Coming home to modern Japan. An Orphic dialogue between Japan and the West in H. Murakami’s Norwegian Wood.
In: The IAFOR Journal on Literature and Librarianship, Vol. 2, No. 2: pp. 33-52
This article addresses the debate on the ‘Japanese identity’ of Norwegian Wood, which—though popular—is often conducted in an intuitive fashion. I try to find a way out by looking more thoroughly into the Orphic legacy of the novel than has been done up to now by Japanese scholars. First of all, my purpose is to extend the intertextual reading by bringing into the equation the Japanese version of the Orpheus tale. A comparative analysis can thus trace the author’s more-or-less unconscious cultural influences from Japan (the myth of Izanagi) and the West (Orpheus). Furthermore, I take into account the novel’s love triangles, which connect the two intertexts. In short, I see the novel’s identity as a transformative one. Murakami’s Orpheus—the love-stricken Tōru—tracks across the Greek/Western parameters of the Orphic myth (i.e., the triumph of death and individuality) after his descent into the ‘Underworld’ of Ami Hostel but finally sails back to Japanese home waters, as it were, when he decides to look forward to life and love (Midori).
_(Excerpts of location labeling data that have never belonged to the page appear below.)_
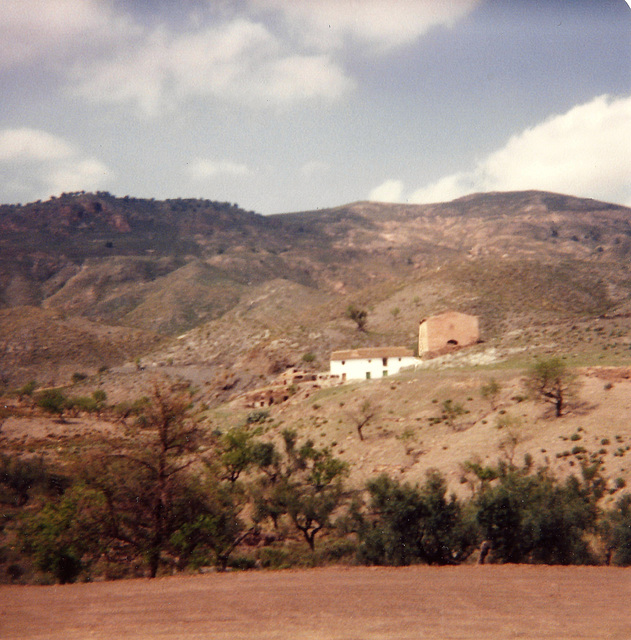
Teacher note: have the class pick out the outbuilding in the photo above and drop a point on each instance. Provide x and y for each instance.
(447, 331)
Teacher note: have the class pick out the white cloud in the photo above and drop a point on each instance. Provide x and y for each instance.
(325, 23)
(584, 152)
(51, 30)
(24, 145)
(237, 61)
(203, 169)
(35, 164)
(313, 168)
(389, 191)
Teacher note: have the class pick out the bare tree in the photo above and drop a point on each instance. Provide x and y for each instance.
(364, 413)
(358, 316)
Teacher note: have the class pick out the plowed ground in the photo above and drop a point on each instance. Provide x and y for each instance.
(417, 603)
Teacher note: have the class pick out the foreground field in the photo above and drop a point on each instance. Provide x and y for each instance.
(472, 602)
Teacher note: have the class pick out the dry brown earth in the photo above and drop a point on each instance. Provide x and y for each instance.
(417, 603)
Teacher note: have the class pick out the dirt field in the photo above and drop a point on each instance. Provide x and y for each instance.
(473, 602)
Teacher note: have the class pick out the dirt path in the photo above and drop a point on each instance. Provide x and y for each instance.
(418, 603)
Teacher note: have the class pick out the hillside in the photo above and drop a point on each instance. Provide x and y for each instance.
(267, 290)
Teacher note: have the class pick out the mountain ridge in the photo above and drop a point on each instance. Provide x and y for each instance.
(174, 267)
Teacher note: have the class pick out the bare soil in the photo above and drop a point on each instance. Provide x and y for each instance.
(472, 602)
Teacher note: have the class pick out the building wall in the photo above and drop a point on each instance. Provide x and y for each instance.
(447, 330)
(358, 368)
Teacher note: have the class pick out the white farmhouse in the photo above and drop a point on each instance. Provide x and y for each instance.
(364, 364)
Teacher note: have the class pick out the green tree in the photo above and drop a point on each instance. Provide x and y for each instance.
(551, 381)
(615, 529)
(407, 524)
(143, 475)
(532, 517)
(306, 485)
(65, 536)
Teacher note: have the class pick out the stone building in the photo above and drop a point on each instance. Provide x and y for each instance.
(446, 332)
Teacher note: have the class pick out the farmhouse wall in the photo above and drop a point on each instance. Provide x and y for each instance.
(358, 364)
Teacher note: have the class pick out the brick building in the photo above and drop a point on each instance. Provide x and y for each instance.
(447, 331)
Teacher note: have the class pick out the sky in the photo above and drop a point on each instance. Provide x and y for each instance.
(295, 105)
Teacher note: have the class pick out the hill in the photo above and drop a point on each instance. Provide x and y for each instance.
(248, 287)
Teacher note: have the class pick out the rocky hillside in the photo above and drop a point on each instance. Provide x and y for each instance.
(255, 294)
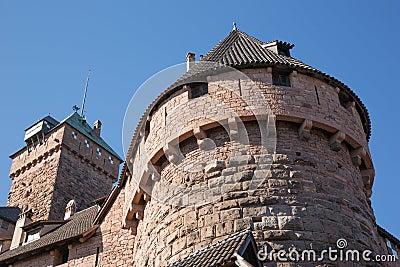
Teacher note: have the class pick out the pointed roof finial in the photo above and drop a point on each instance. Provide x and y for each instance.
(84, 95)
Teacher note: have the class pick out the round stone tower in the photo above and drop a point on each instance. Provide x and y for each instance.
(315, 176)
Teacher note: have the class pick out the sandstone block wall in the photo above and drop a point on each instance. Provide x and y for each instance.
(47, 177)
(314, 194)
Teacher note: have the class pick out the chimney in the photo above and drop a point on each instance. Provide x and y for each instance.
(70, 209)
(19, 234)
(97, 128)
(190, 59)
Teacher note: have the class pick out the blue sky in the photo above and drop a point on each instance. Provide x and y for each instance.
(47, 47)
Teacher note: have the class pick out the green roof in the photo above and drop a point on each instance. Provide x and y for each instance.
(80, 124)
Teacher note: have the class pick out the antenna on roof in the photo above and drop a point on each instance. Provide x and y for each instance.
(84, 96)
(75, 108)
(234, 26)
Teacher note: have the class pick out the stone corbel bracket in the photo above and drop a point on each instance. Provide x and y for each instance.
(357, 156)
(200, 135)
(368, 180)
(335, 142)
(305, 130)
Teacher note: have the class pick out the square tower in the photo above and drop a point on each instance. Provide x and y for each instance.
(60, 162)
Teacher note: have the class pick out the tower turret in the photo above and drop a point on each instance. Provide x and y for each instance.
(316, 184)
(61, 161)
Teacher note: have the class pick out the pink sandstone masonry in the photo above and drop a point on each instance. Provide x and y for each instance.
(46, 178)
(316, 192)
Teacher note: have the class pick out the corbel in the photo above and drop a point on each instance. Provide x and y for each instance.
(335, 142)
(357, 155)
(305, 130)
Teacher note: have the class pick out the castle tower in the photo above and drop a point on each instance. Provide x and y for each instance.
(61, 162)
(317, 185)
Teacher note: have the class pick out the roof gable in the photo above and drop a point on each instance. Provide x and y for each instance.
(78, 224)
(10, 214)
(80, 124)
(222, 253)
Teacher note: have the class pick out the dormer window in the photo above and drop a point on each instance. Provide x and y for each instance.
(32, 235)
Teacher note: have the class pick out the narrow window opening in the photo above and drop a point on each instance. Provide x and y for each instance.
(198, 89)
(165, 116)
(4, 225)
(392, 249)
(97, 257)
(316, 92)
(280, 79)
(240, 88)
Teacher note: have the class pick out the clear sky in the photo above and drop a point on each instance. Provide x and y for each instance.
(47, 47)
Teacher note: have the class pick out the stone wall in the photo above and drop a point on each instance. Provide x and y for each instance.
(47, 177)
(315, 193)
(110, 246)
(43, 260)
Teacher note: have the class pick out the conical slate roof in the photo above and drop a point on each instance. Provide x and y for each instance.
(240, 50)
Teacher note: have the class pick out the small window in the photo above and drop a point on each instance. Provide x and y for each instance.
(47, 124)
(33, 235)
(284, 52)
(4, 225)
(280, 79)
(198, 89)
(392, 249)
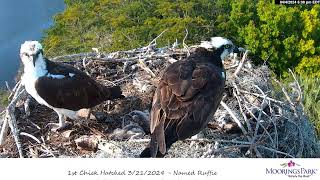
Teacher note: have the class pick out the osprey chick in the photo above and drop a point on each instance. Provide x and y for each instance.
(188, 95)
(61, 87)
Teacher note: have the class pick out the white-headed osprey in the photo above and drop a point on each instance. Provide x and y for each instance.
(61, 87)
(188, 94)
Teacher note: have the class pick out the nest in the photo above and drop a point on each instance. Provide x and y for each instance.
(254, 119)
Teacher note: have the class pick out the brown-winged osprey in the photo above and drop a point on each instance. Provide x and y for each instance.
(188, 94)
(61, 87)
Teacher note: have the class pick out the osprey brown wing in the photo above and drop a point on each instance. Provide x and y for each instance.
(74, 91)
(187, 96)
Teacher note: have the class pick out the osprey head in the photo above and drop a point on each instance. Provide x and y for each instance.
(30, 51)
(222, 46)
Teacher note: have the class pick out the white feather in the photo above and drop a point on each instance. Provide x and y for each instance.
(30, 47)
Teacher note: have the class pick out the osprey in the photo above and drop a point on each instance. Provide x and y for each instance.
(61, 87)
(188, 94)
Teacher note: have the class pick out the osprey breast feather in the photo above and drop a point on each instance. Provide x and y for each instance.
(59, 86)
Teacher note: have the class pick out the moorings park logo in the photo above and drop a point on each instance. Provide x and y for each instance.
(292, 169)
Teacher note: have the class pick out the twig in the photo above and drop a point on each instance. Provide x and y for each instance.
(274, 150)
(240, 107)
(287, 97)
(234, 117)
(8, 87)
(261, 96)
(10, 120)
(155, 39)
(185, 46)
(31, 136)
(299, 87)
(244, 57)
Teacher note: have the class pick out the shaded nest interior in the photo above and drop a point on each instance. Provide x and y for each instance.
(260, 122)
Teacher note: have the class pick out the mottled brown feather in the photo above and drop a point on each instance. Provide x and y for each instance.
(188, 94)
(72, 92)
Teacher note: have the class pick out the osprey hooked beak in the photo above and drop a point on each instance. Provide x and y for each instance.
(30, 51)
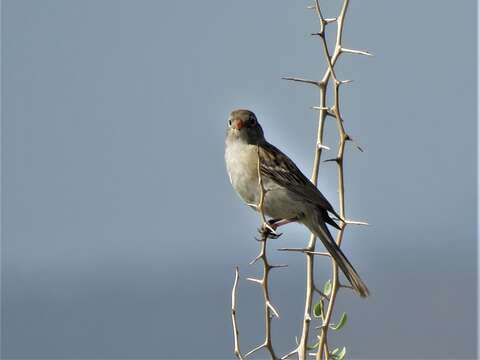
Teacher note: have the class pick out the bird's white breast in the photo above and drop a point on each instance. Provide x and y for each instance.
(241, 160)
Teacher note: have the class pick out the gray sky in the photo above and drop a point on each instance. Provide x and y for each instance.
(120, 229)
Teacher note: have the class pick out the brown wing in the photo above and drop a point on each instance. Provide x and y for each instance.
(279, 168)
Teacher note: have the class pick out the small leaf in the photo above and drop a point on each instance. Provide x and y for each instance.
(327, 288)
(341, 322)
(334, 351)
(318, 308)
(341, 354)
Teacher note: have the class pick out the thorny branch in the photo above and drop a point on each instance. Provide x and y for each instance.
(267, 231)
(324, 111)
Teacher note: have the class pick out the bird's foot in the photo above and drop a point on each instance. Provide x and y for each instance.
(267, 231)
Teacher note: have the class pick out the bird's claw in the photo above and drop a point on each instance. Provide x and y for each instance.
(267, 233)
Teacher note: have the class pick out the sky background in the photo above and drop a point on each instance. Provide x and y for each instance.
(120, 230)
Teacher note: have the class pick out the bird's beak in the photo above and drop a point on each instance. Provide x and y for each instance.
(238, 124)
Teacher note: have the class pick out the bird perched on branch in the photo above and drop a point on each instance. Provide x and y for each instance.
(289, 196)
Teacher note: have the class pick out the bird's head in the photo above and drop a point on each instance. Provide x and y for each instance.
(243, 125)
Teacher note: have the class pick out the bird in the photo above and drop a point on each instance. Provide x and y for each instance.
(288, 195)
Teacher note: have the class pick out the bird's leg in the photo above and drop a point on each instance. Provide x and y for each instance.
(276, 223)
(266, 232)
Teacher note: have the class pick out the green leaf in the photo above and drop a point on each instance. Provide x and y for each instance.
(334, 351)
(341, 354)
(317, 309)
(327, 288)
(338, 354)
(341, 322)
Choosing connectedness over alienation like Izanagi, the protagonist of Norwegian Wood—and arguably its dislocated author—leave behind the tempting but disillusioning Western culture. Both achieve this however thanks to one crucial element which is lacking in the Japanese myth and represented in the novel by Reiko: the wondrous power of music/art. The latter is Murakami’s Golden Fleece brought back from the West. Finally I discuss how this enriched state of mind may have altered Murakami’s ‘vague, Japanese’ fictional ‘I’.